I need to stop reading this through Sunday School eyes! It looks like a conventional "God is going to get them" message--but if we wipe away that gloss, we should expect to find something less punitive and more descriptive, such as:

Inevitably we are marred in thought and in deed by our involuntary participation in "this filthy, rotten system." There is no true rest for us until we free our minds and our lives from its lies and the crimes it persuade us to approve... so until we find the Lamb (always present if we look), and turn to him, there is no end to the trap we were born into.

"Compromises"? That was the form this issue took, back when it was a question of "Just put a little pinch of incense on Caesar's altar" vs maintaining the formalities of Jewish monotheism.

Today it may be something closer to the words of that Bob Dylan song: "To keep it in your mind/ and not forget/ that it is not he or she or them or it/ that you belong to!" Because the brainwashing technology of this civilization is incredibly strong, blatant, and readily overlooked in plain sight! We're in "This World;" (and it is doubtless someplace we need to be, maybe even ultimately a good place for us)--but we need to be "not of it." I think that's the awareness we need to live in. Because identifying ourselves with "This World" and the things of "This World" intrinsically entangles us in conflict and suffering.

"When shall we see the Messiah
coming on the clouds in Power
like an icon of Franklin Roosevelt?
When will the dead dog
wag his tail?" I see so many good people yearning to have an endurable man win the next election, if there is one--and I'd like to see that myself! But the real issue has got to be much less about 'What person sits in the President's chair,' and more about 'What reality are we prepared to inhabit?' As in: "The Kingdom is spread out upon the Earth, but men do not see it."

Anonymous said...

Leviticus 10:1-2.That same day Nadab and Abihu, Aaron's sons, took their censers, put hot coals and incense in them, and offered "strange" fire to God—something God had not commanded.

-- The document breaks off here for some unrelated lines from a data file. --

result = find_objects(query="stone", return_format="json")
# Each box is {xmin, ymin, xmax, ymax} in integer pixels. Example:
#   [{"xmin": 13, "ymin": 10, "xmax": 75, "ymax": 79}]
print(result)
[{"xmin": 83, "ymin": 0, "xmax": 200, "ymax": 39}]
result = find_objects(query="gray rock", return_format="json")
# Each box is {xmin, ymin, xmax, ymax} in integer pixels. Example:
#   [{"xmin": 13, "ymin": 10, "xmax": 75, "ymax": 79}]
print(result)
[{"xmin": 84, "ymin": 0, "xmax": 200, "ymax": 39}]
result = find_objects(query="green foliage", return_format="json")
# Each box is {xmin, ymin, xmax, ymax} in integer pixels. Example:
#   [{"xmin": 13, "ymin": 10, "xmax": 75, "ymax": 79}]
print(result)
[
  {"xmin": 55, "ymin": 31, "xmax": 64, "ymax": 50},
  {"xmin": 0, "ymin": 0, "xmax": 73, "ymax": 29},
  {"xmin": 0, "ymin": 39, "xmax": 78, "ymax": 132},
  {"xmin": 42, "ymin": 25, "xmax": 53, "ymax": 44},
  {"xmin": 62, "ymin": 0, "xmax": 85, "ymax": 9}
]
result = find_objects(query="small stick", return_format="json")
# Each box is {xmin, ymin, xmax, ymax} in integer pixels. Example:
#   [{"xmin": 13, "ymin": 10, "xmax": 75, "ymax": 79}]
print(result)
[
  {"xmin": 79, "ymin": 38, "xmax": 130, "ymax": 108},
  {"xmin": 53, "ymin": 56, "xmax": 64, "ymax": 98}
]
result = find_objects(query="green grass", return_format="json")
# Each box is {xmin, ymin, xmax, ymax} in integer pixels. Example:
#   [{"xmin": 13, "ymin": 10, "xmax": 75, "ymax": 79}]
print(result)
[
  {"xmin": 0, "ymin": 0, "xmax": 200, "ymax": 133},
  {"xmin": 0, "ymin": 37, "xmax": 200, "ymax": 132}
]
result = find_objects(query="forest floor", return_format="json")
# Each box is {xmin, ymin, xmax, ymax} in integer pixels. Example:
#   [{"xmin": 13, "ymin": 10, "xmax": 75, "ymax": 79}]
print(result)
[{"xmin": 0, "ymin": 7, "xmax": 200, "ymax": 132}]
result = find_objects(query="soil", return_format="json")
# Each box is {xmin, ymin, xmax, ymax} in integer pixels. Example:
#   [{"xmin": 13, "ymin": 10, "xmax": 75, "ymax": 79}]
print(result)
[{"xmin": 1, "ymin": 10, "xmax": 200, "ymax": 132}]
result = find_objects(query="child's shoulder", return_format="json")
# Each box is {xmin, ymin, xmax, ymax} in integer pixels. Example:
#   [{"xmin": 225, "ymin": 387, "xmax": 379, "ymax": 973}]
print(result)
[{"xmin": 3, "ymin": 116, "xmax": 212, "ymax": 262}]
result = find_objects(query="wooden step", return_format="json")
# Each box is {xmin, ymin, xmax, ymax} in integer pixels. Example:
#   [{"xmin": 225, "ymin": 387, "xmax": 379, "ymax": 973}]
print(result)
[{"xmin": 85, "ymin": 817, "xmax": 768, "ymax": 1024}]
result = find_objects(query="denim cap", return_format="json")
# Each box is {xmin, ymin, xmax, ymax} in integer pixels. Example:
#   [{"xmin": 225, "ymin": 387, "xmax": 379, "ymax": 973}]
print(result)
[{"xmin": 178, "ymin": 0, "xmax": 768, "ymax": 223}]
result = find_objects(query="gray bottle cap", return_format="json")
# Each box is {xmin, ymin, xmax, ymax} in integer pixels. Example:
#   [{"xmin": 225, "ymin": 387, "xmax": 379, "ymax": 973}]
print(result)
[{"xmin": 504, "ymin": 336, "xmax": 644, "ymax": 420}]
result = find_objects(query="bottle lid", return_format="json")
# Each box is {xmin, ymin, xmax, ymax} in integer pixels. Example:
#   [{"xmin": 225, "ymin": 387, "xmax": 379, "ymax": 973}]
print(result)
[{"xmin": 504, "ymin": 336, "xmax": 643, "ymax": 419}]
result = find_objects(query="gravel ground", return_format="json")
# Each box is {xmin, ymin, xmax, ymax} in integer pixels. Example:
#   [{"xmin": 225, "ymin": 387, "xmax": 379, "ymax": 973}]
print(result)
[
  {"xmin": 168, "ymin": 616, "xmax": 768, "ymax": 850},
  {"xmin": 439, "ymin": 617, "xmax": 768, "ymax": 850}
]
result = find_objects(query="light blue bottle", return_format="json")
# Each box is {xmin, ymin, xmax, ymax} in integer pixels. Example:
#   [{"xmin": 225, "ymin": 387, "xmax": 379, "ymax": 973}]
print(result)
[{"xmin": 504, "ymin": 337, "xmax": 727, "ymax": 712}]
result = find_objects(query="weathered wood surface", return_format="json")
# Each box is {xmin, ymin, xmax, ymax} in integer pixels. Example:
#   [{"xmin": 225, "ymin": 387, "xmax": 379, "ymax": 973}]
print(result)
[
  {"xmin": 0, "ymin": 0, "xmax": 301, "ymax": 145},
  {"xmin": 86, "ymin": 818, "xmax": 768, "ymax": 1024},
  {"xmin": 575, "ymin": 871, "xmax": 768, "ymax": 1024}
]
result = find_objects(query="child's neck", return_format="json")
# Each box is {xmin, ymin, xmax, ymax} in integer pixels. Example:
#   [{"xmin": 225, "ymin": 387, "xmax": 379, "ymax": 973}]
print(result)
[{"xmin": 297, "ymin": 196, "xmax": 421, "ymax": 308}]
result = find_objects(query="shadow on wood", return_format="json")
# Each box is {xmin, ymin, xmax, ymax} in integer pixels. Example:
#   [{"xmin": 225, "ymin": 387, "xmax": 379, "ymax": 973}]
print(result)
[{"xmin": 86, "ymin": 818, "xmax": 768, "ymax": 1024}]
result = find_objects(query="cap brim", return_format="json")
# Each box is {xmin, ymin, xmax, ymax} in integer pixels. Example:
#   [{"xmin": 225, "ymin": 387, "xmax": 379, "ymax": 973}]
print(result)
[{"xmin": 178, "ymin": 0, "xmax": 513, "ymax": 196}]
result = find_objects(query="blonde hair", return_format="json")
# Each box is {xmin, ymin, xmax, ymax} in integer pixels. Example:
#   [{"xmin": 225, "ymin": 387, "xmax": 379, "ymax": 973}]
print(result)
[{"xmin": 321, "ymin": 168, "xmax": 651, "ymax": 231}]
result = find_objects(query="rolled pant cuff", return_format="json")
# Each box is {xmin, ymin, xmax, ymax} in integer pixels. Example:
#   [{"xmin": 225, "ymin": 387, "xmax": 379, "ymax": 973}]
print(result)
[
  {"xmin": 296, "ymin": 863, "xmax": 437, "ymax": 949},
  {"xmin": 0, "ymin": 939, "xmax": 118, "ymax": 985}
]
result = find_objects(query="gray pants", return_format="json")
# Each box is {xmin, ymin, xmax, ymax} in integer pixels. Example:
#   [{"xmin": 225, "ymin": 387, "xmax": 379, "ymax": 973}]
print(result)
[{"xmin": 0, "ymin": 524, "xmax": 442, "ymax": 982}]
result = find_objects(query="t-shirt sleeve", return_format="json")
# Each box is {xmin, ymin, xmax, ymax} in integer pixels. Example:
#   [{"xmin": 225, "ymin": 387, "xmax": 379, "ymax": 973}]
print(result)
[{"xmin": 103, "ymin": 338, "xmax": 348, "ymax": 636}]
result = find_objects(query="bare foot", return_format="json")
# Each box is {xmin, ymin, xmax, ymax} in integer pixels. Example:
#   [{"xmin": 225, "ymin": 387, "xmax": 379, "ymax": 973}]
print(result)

Fire blazed out from God and consumed them—they died in God's presence.

Such things I do not try to fathom. No, I do not anticipate eternal torment for anyone. And yet there is something that says worship needs to be something holy and pure and there costs when it is not. And the Presence of God is not just a warm fuzzy feeling inside us.

forrest said...

Back in the 70's, my Old Testament prof was saying that some of the priestcraft we were reading about may have involved playing with volatile, inflammable hydrocarbons, known to exist in the Middle East. Not that what was burning in Moses was confined to whatever physical process was happening to that bush he was led to see...

God is responsible for this entire world, nice or otherwise, and so we do need to recognize Our Friend as a Tyger, Tyger Burning Bright, not just some Pussycat we may pet at our convenience....

But neither is God some alien, external force! He is precisely as "other" as our own deepest self. There are things even we value more than our personal comfort!

But that doesn't mean that we, or anyone else, should be subject to arbitrary, purposeless suffering! As Jesus was giving us the Straight Poop about the nature of our Father, we can and should expect nothing but good from Him, whether for ourselves or the worst human being on Earth!

It's the nature of that good that throws us off! Generally what we get is the precise consequence of what we are doing; that's what it means to live within a world!--and then, naturally, we kvetch because fire burns us and water makes us wet!

All that this passage really needs to say is roughly this: There is no rest for the Wicked because they just won't hold still!

Anonymous said...

I think that was a very 70s kinda thing for your OT prof to say. Of course he may very well have been right. But the story is not recorded and preserved through thousands of years as a warning about vaporous hydrocarbons and open flames. It was recorded and preserved as a warning to us that encountering the holy can be a dangerous game.